Is it too early to evaluate the papacy of Francis, in terms of a legacy? I think not, and I think his legacy is one of sheer, almost unmitigated, disaster.
I should be clear: I'm not presuming to "judge" the man, either in terms of worthiness for salvation or in terms of how fitting it is to pray for his soul. The first is between him and God, and the second should go without saying.
But now that the conclave has happened and we have a new pope, the thread of Francis' papacy has been cut and the cloth in that particular loom is complete. We can (and should) give it an honest examination.
And I can't think of a single good that Francis uniquely brought to the Church as pope.
To be sure, he had his inoffensive moments, as, for example, when he compared abortion to hiring a hit.
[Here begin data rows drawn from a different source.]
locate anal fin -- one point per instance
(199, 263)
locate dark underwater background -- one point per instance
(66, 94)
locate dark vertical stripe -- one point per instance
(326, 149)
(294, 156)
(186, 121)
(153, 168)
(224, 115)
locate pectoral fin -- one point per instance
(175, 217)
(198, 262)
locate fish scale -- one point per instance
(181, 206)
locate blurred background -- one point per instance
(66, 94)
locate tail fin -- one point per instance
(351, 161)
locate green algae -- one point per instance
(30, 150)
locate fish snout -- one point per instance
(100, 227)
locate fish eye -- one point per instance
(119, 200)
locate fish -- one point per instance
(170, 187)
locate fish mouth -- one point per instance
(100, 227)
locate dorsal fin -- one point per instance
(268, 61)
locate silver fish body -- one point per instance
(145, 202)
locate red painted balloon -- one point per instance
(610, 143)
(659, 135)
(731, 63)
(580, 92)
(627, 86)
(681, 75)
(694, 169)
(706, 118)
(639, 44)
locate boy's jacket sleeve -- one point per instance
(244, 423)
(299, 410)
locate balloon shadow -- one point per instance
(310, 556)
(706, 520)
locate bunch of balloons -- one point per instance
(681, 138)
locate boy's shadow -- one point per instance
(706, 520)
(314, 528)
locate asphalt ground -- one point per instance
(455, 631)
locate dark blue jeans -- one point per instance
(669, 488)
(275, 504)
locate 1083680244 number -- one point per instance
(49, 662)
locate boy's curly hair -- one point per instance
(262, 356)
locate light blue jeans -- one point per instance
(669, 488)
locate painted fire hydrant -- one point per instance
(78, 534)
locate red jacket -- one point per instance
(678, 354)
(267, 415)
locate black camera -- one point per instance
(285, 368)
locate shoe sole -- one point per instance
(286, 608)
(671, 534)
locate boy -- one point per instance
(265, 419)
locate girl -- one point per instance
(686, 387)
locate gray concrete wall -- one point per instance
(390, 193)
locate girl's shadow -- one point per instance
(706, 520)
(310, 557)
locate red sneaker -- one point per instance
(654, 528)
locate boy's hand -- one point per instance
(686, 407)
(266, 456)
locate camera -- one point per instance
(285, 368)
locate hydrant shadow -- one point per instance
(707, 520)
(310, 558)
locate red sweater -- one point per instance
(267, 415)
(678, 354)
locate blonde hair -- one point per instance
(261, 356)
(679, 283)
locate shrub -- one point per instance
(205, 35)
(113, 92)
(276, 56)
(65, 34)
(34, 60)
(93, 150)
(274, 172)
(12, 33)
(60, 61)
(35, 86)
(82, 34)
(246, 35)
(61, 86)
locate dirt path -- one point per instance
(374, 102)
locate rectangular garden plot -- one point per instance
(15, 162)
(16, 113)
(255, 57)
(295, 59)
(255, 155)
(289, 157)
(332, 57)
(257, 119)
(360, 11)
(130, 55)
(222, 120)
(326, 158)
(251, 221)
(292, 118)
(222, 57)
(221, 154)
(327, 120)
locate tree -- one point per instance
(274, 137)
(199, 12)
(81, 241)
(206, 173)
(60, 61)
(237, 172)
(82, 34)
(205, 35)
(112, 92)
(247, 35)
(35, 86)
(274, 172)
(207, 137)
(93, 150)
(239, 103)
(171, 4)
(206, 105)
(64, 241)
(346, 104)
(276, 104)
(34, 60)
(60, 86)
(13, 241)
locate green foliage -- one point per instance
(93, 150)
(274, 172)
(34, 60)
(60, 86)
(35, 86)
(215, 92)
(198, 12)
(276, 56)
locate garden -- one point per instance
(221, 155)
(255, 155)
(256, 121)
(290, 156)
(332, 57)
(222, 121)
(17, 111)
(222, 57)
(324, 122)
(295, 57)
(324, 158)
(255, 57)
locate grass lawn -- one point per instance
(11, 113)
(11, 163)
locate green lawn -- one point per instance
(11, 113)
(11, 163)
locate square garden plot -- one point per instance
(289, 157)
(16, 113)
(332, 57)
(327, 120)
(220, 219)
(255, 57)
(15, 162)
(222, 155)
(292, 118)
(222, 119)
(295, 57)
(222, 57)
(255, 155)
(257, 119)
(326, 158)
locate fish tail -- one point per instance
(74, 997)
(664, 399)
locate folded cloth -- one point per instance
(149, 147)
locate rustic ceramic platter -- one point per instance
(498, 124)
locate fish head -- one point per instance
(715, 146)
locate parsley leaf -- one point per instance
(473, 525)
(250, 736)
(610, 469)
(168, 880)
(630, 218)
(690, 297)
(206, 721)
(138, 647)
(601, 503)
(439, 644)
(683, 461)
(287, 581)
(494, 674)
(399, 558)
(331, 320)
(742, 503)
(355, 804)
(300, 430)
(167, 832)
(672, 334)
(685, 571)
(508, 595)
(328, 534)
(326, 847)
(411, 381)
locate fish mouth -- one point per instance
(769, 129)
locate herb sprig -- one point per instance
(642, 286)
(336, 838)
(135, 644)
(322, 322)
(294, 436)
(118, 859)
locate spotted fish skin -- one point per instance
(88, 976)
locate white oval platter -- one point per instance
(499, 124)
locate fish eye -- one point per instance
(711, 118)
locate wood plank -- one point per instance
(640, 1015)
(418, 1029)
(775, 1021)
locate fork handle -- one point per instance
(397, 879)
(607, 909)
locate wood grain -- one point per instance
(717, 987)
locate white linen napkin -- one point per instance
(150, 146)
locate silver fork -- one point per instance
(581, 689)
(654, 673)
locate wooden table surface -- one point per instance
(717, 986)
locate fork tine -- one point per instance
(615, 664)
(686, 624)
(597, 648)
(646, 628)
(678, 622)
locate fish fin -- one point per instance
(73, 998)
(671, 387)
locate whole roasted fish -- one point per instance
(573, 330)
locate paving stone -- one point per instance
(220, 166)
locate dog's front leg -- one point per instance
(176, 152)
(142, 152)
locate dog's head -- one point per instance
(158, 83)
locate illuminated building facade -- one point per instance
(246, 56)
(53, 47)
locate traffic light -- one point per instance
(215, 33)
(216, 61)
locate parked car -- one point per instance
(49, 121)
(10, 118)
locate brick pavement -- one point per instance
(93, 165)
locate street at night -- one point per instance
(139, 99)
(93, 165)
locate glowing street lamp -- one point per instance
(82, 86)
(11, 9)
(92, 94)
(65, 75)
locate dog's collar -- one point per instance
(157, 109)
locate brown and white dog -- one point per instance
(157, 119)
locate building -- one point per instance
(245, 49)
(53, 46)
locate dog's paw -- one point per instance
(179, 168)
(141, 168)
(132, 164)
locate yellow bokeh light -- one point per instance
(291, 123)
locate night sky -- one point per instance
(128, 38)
But this was just an off hand expression of what the Church has always taught. It wasn't anything that Francis brought to the Church in his capacity as pope. It didn't resolve a question or advance the state of the Church's mission or sanctity.
Of all the official writings, acts, appointments of Pope Francis, is there even one that did advance the state of the Church's mission or sanctity? Is there even one, about which we can honestly say "Francis gave us X, and the Church is better for having X"? I don't think there is. Even among those few encyclicals that some people have held up as praiseworthy, Dignitas Infinita perhaps most notable among them, the failure in clarity of thought, expression, and application has rendered them harmless at best.
One might want to call out some of his canonizations as an exception, but those are something that no pope gets to claim as uniquely his. The recognition of saints is an ongoing work of the whole Church - often initiated in lay devotions - so that when a saint is canonized, it is more by way of historical accident that it occurs during a given pope's reign. These are not acts that a pope can claim as being his particular contribution to the Church.
Not that every pope needs to bring some unique contribution to the Church. The pope is the principal of unity in the Church, and simply by being the Rock and wielding the Keys to the Kingdom - in other words, simply by being the pope - every pope fulfills a necessary and holy role in the Church.
Francis, however, was such a visibly active pope (as popes seem to be since Vatican II) that it would be impossible for him to not leave a mark on the Church, either good or bad.
I stand by my assessment: There is not a single good that Francis uniquely brought to the Church in his papacy, and anything that anyone could propose as a true legacy of Francis (synodailty, for example) is explicitly bad for and harmful to the Church's mission and undermines her sanctity.
It's time to take this cloth off the loom and burn it. He won't, but the best thing the new pope could do for the Church is to simply scrap everything that came out of the Francis papacy.